Three of those children were at the screening Saturday. (The fourth lives in the Midwest.) All of them say they’re no longer on the spectrum. Janna (no last names are used in the film) is in competitive color guard and helps rescue stray dogs. Brett runs track and just received his learner’s permit. Nick was voted Most Likely to Succeed by his classmates.They spoke confidently during a panel discussion and to strangers afterward.

Claims of recovery are sometimes controversial in the autism world, particularly because many of the biomedical treatments that are used (chelation, special diets, hyperbaric oxygen therapy) are considered untested or dangerous by mainstream doctors.

None of the children in the film, though, used biomedical interventions, partly because they predate the biomedical movement.Their improvement, Granpeesheh says, is due only to the early, intensive therapies they received, not to any controversial interventions.

(The film is, however, dedicated to Bernard Rimland, the founder of the Autism Research Institute, which advocates for biomedical interventions. During discussion following the movie, Granpeesheh spoke in support of theories — largely rejected by mainstream science — that toxins in vaccines and elsewhere cause autism.)

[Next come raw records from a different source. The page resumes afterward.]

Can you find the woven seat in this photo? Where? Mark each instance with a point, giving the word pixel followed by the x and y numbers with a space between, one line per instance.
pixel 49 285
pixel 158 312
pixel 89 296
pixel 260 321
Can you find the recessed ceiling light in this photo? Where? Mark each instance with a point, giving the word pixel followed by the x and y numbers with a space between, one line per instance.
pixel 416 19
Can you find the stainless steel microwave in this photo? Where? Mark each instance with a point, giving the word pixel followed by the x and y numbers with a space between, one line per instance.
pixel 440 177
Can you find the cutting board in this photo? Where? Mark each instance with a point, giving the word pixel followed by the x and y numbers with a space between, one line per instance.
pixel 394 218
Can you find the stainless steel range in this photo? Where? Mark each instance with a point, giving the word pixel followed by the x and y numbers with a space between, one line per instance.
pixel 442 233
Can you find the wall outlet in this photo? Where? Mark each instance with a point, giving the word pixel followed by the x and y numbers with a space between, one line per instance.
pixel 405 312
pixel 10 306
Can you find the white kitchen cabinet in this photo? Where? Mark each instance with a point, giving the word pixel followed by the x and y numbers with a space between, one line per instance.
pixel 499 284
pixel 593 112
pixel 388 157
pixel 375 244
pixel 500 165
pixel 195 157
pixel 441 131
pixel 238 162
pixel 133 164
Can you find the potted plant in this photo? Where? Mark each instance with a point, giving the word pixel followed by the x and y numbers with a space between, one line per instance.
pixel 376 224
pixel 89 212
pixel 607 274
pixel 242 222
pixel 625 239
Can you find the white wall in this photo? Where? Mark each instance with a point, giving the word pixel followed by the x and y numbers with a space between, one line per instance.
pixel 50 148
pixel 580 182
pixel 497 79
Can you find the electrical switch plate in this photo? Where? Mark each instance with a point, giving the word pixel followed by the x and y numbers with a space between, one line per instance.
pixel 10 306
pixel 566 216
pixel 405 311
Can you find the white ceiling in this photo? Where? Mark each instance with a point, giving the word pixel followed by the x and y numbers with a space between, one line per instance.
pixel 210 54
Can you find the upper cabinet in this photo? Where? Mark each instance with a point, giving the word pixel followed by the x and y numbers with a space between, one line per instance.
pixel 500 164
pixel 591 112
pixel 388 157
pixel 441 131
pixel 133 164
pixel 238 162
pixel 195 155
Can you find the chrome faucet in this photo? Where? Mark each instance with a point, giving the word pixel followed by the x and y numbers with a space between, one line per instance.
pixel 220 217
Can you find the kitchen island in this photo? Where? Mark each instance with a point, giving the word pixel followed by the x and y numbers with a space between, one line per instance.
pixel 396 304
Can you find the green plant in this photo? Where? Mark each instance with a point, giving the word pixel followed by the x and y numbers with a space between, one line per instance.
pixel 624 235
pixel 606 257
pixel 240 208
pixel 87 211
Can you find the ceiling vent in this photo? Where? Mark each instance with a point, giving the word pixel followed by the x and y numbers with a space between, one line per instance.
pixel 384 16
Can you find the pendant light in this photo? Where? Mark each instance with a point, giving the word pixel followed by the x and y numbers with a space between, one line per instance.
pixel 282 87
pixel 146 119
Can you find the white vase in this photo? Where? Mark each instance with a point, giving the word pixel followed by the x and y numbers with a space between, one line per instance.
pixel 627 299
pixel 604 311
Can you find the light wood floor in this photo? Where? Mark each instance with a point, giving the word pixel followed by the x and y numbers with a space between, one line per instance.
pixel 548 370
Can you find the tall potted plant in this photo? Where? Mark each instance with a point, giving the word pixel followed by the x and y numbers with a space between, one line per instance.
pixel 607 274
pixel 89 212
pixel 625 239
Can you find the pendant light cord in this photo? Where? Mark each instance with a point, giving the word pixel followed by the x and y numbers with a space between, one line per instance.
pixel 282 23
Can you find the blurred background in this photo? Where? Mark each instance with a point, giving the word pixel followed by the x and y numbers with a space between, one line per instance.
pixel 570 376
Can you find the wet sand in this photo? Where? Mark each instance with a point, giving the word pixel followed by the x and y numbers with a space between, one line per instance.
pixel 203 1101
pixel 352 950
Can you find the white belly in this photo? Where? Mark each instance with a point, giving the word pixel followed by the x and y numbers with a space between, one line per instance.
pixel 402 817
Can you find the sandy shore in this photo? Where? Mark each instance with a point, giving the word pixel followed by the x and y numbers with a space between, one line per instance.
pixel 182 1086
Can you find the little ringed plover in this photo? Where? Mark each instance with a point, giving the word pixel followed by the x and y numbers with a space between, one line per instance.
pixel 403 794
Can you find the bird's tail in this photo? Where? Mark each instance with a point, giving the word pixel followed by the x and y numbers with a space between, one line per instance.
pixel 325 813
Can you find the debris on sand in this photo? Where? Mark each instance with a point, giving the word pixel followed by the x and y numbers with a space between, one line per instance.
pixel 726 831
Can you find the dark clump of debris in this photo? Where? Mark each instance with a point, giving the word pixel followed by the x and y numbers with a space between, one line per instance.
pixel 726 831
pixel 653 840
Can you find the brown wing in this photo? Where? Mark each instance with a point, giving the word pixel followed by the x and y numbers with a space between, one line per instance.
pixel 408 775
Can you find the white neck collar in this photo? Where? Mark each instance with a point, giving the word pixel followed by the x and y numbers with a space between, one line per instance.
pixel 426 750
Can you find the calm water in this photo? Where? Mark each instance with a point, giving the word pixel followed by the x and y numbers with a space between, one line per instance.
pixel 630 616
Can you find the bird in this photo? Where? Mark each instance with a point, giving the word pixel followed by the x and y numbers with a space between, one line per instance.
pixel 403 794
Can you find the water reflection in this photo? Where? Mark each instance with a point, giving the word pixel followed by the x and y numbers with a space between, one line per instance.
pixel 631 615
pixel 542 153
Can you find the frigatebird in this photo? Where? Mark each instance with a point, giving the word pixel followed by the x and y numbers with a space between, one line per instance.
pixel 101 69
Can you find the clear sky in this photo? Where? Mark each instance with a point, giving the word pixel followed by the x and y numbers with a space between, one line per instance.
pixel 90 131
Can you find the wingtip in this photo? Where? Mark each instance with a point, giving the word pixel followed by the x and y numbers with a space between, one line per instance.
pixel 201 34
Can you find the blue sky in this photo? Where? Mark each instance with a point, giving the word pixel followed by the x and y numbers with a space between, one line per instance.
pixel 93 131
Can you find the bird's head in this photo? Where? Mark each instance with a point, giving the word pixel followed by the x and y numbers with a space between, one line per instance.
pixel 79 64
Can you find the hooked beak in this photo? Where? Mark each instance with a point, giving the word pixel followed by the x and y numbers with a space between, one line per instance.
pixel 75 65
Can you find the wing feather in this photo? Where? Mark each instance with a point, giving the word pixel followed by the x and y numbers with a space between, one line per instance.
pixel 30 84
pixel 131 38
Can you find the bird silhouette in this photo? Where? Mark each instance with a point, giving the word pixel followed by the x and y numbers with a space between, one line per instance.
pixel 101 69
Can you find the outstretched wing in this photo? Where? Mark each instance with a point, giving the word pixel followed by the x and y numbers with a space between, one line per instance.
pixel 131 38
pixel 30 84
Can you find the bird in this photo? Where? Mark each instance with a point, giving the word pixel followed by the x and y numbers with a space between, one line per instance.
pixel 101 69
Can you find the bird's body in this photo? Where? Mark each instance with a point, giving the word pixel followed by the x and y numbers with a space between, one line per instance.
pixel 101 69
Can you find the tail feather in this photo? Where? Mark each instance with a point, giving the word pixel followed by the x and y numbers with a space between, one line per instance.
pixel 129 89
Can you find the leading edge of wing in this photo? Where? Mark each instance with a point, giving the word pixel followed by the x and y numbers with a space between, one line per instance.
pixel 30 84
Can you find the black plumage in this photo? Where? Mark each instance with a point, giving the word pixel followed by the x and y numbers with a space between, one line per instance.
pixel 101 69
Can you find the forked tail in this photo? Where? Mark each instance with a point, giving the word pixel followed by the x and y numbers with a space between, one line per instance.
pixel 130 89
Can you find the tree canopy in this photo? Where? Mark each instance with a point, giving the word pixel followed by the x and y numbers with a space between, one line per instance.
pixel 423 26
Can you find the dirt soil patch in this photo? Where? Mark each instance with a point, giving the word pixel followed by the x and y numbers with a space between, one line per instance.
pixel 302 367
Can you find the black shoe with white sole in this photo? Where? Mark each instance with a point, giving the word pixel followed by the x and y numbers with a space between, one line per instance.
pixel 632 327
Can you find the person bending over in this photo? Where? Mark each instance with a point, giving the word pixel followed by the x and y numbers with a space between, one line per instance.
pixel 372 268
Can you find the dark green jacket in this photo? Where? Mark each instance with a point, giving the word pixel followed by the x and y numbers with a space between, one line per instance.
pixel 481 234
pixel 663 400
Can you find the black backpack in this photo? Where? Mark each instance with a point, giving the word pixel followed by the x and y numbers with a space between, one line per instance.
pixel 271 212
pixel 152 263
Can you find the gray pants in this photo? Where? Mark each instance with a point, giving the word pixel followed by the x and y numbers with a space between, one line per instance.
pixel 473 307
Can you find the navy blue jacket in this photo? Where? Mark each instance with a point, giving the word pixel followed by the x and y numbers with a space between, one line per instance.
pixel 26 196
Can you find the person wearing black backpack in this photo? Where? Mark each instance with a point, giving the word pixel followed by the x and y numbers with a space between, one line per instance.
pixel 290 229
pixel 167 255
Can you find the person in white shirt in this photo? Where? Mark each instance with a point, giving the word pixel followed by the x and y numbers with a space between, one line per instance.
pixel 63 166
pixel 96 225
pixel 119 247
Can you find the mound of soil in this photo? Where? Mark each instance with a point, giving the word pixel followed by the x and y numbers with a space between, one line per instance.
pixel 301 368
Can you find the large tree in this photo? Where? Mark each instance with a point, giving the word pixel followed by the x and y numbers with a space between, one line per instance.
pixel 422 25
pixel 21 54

All of the children show, to varying degrees, mild behavioral quirks that are consistent with autism. All of them avoid eye contact to some degree. During a reception after the screening, while the audience, CARD staff and the teenagers mingled, Brett snuck down an empty hallway to be alone.

“He’s a little quirky,” his dad, Keith said, but no longer on the autism spectrum. After all, he said, who isn’t a little quirky? “I’m a little quirky. His mom’s a little quirky. He’s part of society.”

“He’s my hero,” he added.

ABA is a method of teaching behaviors by focusing on the conditions that lead to the behavior, and what incentives are received after the behavior. The film shows CARD staff painstakingly teaching the children to count, to listen, to make eye contact, to speak. They do this by controlling the conditions in the room and by giving hugs, cheers, high fives and treats to reward certain behavior.

Unlike biomedical treatments, it is accepted by mainstream medicine, though some critics say it is unethical or simply rote training.

In the film, Nick says he was frustrated by the hours and hours he spent in ABA, but that he remembers making the decision to do it to get better. “I’m damn proud,” he told the audience Saturday.

Unlike Nick, Janna says she didn’t even know that she was autistic. “I never knew I had a problem until my mom said ‘you’re in this movie.’ I’m like, for what?”

The film is available on DVD here. Director Michele Jaquis says she is submitting it to film festivals and periodically screening it at events like Saturday’s.